C-fos mRNA expression after intrahippocampal injection of bicuculline methiodide in B6/CBA wild-type and transgenic mice overexpressing IL-1Ra in astrocytes (GILRA2). First column: C-fos was widely and massively expressed in the central nervous system after injection of bicuculline methiodide in wild-type B6/CBA mice (n = 5) (A). In contrast, mice overexpressing IL-1Ra (GILRA2, n = 7) showed no induction (B, n = 4) or considerably milder induction (C, n = 3) in most forebrain areas, particularly in the neocortex and hippocampus. No specific hybridization signal was found in naive mice (not shown).
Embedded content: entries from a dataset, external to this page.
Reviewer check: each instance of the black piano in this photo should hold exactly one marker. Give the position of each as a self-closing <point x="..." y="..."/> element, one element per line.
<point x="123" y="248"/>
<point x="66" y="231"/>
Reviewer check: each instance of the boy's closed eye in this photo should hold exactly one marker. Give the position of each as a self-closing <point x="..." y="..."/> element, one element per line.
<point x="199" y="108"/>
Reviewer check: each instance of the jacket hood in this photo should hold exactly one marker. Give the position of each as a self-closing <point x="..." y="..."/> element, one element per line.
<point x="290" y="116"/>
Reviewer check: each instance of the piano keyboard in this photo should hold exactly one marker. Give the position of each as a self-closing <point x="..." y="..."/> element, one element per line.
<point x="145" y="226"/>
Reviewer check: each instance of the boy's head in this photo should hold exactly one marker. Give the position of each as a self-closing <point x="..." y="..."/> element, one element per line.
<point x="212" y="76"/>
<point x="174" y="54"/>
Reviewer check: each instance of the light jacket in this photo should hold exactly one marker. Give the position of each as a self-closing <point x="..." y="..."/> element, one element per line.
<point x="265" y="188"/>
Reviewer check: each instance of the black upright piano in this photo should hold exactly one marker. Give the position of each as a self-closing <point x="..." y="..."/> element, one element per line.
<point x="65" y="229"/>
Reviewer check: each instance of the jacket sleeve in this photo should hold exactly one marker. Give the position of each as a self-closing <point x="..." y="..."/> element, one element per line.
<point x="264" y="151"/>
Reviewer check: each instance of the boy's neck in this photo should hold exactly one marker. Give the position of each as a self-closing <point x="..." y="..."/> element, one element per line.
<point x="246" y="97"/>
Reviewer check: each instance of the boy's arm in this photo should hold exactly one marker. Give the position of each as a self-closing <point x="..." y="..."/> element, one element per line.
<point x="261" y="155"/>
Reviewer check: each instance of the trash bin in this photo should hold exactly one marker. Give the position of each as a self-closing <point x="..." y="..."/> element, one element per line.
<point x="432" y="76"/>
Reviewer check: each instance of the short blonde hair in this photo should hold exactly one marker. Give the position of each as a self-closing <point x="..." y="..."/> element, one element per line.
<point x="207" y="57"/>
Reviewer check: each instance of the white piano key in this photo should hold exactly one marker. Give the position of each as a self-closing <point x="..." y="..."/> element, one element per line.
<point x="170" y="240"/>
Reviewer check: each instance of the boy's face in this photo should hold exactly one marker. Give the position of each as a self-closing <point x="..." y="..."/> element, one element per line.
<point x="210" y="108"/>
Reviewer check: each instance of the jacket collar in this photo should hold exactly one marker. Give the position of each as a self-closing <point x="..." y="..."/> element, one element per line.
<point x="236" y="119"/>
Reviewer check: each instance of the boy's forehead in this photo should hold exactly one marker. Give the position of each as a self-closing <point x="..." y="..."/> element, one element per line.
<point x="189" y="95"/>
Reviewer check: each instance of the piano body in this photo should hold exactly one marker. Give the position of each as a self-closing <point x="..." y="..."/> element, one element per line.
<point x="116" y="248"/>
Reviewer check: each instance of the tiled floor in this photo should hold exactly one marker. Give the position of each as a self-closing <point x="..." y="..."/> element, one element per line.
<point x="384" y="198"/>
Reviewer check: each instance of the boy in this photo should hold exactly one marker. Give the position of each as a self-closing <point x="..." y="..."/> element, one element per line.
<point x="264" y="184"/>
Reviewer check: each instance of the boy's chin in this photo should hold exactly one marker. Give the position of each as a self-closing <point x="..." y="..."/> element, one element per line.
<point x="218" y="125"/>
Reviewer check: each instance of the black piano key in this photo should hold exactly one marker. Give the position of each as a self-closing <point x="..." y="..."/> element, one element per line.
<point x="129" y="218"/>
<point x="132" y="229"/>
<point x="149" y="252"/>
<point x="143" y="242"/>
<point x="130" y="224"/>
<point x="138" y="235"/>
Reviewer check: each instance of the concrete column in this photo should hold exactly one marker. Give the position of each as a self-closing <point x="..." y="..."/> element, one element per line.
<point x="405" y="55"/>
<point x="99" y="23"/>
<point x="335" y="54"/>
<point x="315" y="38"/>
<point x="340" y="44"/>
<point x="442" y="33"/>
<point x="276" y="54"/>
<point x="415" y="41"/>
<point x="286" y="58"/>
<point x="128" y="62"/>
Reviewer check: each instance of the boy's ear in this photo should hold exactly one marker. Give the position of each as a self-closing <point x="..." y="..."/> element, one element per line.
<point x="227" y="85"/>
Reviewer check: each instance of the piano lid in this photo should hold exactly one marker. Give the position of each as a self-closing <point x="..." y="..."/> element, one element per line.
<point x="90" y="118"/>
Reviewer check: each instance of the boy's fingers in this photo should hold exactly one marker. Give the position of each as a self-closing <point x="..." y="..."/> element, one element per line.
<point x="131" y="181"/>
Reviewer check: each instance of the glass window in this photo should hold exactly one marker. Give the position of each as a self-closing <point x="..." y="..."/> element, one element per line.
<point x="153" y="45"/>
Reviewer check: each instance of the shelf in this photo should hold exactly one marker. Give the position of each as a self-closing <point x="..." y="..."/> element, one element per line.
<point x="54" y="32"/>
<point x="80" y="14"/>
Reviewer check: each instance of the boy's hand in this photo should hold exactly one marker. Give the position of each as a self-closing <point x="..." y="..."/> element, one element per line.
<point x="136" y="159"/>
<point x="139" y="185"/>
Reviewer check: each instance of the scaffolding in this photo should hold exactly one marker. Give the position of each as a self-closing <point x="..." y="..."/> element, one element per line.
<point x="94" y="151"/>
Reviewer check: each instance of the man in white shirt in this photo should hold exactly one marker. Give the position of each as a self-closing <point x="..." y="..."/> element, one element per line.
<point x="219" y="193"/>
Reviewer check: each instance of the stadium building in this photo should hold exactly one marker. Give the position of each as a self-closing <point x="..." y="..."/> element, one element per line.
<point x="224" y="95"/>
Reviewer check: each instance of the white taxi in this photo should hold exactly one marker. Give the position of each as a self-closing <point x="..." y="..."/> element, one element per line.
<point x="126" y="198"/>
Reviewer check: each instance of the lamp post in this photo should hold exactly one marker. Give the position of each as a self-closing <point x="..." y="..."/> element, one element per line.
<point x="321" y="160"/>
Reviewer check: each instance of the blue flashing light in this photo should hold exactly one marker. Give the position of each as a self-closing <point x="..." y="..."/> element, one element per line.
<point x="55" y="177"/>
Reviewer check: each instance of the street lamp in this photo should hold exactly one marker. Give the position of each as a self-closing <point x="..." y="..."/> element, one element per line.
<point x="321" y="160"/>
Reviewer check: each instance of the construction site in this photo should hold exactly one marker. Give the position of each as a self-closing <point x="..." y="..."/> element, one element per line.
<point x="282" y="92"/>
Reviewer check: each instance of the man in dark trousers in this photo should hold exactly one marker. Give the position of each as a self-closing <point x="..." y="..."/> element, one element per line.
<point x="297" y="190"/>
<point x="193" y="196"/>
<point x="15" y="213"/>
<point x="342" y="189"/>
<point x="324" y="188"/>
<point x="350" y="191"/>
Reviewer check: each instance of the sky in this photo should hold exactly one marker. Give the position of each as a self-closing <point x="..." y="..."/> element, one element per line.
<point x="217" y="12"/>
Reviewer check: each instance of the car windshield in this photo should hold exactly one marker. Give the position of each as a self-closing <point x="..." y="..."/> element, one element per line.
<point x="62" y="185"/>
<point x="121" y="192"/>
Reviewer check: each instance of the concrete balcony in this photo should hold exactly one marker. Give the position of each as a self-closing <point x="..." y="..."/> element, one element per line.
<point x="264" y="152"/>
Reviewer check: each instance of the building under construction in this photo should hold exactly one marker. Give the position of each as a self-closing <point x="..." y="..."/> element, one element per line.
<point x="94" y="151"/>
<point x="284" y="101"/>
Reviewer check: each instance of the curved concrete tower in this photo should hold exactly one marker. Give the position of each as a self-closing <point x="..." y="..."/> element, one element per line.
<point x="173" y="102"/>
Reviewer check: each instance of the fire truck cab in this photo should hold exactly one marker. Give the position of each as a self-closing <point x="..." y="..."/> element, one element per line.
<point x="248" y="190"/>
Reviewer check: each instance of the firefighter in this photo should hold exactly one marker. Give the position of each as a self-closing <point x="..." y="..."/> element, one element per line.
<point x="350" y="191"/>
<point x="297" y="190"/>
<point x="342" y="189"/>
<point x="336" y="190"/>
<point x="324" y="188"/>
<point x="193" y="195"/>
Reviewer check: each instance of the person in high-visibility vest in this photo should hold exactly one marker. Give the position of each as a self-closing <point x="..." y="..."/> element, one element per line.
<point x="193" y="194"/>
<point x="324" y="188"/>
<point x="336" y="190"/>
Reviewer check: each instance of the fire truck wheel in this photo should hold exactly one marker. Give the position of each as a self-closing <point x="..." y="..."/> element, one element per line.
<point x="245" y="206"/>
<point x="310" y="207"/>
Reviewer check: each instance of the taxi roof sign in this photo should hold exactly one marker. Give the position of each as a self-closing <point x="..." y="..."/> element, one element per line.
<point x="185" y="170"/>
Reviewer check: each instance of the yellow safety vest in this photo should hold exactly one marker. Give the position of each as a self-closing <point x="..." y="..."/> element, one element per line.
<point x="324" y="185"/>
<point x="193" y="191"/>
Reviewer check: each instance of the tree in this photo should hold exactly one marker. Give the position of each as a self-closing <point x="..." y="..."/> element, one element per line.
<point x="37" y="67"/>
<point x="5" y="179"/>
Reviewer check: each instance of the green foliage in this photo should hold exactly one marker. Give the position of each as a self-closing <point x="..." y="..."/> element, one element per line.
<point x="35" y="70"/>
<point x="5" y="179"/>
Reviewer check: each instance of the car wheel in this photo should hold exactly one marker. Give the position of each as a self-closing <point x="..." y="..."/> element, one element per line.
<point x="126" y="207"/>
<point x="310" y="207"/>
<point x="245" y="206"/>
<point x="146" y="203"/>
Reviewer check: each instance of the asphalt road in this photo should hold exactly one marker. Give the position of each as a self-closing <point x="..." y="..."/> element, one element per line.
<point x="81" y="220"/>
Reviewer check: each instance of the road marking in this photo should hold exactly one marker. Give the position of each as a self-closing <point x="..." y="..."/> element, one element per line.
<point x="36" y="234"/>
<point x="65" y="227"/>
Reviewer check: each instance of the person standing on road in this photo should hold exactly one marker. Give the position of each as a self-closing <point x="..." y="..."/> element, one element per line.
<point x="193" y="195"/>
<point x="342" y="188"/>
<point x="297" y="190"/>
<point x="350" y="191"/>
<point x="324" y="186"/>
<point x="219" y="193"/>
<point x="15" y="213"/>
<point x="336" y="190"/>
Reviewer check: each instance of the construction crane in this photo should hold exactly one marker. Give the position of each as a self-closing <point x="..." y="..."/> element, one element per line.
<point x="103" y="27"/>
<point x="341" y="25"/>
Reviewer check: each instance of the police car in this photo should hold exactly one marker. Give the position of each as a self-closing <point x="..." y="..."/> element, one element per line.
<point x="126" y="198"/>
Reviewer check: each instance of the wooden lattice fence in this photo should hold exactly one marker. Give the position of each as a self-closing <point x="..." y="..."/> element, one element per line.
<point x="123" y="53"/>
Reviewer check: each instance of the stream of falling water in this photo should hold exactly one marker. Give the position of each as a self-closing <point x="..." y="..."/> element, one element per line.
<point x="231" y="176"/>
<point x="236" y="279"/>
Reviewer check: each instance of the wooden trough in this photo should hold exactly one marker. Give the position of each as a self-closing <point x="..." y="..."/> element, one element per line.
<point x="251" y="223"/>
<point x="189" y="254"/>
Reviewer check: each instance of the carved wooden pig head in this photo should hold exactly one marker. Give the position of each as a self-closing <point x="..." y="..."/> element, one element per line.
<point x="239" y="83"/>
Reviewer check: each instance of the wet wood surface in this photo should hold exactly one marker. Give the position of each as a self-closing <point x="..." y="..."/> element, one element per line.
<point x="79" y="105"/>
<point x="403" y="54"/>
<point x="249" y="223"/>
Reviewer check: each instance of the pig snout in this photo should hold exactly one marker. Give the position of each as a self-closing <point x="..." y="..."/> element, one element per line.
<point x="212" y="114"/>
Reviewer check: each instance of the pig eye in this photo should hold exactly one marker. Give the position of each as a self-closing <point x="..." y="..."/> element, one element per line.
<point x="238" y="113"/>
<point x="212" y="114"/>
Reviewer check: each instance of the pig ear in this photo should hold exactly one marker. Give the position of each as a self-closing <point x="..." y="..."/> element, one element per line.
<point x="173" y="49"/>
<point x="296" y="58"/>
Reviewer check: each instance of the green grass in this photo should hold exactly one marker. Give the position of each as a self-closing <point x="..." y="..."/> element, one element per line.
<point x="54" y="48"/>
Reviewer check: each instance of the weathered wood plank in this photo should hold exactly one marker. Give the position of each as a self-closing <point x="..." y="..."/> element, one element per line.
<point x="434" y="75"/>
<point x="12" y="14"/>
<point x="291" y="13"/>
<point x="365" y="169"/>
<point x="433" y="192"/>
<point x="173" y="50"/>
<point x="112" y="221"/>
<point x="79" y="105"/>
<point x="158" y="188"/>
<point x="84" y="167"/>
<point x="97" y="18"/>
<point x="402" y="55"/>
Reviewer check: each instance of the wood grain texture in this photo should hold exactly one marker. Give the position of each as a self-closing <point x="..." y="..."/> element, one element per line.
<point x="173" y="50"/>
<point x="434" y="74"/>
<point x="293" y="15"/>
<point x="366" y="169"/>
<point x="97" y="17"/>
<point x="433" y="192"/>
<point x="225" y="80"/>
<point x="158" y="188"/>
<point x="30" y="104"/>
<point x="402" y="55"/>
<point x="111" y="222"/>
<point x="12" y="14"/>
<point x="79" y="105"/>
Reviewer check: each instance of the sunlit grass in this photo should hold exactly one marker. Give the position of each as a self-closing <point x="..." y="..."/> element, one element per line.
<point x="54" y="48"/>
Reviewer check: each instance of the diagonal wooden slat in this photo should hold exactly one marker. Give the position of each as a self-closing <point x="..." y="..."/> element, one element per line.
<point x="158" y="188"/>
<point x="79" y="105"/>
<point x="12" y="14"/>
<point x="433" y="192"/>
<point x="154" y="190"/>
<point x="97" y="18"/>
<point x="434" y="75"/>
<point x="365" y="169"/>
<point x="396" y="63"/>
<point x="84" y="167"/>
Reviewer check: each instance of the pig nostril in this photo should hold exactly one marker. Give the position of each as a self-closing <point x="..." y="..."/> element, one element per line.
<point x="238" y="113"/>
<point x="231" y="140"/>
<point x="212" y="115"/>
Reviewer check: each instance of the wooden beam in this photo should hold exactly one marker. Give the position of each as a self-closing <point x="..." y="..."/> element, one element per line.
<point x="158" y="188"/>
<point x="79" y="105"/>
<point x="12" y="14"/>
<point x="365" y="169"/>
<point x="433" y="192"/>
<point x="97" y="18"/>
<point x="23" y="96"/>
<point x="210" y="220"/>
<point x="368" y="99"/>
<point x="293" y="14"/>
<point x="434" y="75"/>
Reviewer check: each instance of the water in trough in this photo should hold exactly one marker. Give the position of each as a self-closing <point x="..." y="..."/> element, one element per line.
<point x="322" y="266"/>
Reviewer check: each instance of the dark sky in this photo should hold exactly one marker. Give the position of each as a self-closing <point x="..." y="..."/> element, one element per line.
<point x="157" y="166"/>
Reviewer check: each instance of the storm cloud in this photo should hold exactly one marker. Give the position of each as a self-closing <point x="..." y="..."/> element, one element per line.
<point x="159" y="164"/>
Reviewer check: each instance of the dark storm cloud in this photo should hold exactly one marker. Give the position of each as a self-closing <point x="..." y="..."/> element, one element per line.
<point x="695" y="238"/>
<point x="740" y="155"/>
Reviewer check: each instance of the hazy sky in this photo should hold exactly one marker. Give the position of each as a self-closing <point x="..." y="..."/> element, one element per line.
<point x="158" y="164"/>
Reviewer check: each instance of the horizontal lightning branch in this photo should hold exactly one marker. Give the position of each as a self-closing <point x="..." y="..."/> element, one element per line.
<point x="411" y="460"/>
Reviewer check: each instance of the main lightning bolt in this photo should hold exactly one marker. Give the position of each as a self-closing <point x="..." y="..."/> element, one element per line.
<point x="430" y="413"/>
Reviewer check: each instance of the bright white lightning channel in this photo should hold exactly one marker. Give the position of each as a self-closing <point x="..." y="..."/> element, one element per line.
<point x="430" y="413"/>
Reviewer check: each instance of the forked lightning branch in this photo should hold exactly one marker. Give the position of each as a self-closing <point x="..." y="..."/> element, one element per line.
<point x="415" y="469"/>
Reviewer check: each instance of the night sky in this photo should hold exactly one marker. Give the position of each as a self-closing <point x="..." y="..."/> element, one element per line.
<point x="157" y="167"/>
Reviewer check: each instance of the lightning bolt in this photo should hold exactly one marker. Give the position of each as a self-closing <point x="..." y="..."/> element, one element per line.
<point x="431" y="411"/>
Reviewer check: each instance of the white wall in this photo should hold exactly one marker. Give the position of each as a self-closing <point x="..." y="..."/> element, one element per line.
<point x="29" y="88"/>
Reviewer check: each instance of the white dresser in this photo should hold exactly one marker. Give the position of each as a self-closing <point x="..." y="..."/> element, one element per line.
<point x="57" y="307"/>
In A, solid lines in the neocortex and arrows in the hippocampus represent the areas where the hybridization signal was quantified (see text). Second column: Representative EEG tracings of the hippocampus in each row depict epileptic activity after injection of bicuculline methiodide in the corresponding wild-type (A) and GILRA2 mice (B and C) (see Table 1 for quantification of motor seizures). (a) Baseline recording before bicuculline injection; (b) ictal activity recorded in wild-type mice (A) was absent in one GILRA2 (B), whereas it was significantly reduced in number and duration in the remaining animals; (c) interictal spiking was interposed between seizures in wild-type mice (A), and it was present throughout the EEG recording in GILRA2 mice (C). Lower and upper traces in each cluster are the injected and contralateral hippocampus, respectively. (Horizontal bar = 10 sec; vertical bar = 100 μV.)